The types of graphs shown so far are the simplest that we can handle, but they offer great possibilities for data representation and can be used in multiple situations, even to represent the results obtained by more complicated analysis methods. We can use, for example, two overlapping line diagrams to visualize the results of a two-way analysis of variance ( Figure 11 ). A scatter plot is the appropriate method to assess the result of a logistic regression model ( Figure 12 ).

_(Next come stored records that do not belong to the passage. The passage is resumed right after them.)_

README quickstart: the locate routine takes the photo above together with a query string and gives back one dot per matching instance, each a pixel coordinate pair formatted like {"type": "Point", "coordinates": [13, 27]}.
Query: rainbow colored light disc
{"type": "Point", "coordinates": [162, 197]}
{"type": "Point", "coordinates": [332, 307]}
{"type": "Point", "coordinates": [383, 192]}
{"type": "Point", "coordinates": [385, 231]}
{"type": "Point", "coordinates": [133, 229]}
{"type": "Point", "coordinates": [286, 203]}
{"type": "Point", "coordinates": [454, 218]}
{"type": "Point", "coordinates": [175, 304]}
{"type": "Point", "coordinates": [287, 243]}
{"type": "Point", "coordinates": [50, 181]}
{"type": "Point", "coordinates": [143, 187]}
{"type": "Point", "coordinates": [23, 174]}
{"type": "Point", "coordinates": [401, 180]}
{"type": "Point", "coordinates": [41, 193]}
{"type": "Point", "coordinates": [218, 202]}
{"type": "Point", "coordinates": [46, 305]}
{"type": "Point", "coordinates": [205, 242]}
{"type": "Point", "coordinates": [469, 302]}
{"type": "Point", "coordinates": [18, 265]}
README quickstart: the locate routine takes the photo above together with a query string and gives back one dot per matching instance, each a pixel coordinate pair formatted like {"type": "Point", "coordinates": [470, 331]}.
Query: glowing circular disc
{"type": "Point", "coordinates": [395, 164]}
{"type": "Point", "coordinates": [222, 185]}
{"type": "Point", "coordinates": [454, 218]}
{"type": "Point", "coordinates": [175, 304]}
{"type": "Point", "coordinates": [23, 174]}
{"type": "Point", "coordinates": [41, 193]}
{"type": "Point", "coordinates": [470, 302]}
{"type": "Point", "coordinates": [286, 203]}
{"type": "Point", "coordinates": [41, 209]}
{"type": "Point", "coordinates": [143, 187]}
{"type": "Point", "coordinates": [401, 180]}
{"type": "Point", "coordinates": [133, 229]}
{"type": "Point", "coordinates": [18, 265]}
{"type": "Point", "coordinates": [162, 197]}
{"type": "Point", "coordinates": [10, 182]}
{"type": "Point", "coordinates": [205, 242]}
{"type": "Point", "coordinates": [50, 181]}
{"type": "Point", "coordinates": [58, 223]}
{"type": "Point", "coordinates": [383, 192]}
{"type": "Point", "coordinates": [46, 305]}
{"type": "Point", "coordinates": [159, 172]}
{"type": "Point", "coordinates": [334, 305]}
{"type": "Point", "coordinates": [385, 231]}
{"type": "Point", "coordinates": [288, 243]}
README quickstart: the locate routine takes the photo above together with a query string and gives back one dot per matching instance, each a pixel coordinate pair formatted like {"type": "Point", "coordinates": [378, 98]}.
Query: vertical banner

There are even some concrete analyzes that are based entirely on graphical representation. In particular, the elaboration of ROC curves ( Figure 13) and the calculation of the area under the curve are the most appropriate method to assess the accuracy of a diagnostic test.
We have seen, therefore, how important and useful graphic representations can be in the data analysis process. Most statistical and epidemiological texts emphasize the different types of graphs that can be created, as an essential tool in the presentation of results and the statistical analysis process. However, it is difficult to say when it is more appropriate to use a graph than a table. Rather, we can consider them two different but complementary ways of viewing the same data. The increasing use of different computer programs makes obtaining them especially easy. Most statistical packages (SPSS, STATGRAPHICS, S-PLUS, EGRET, …) offer great possibilities in this regard. In addition to the graphics seen, It is possible to create other graphs, even three-dimensional.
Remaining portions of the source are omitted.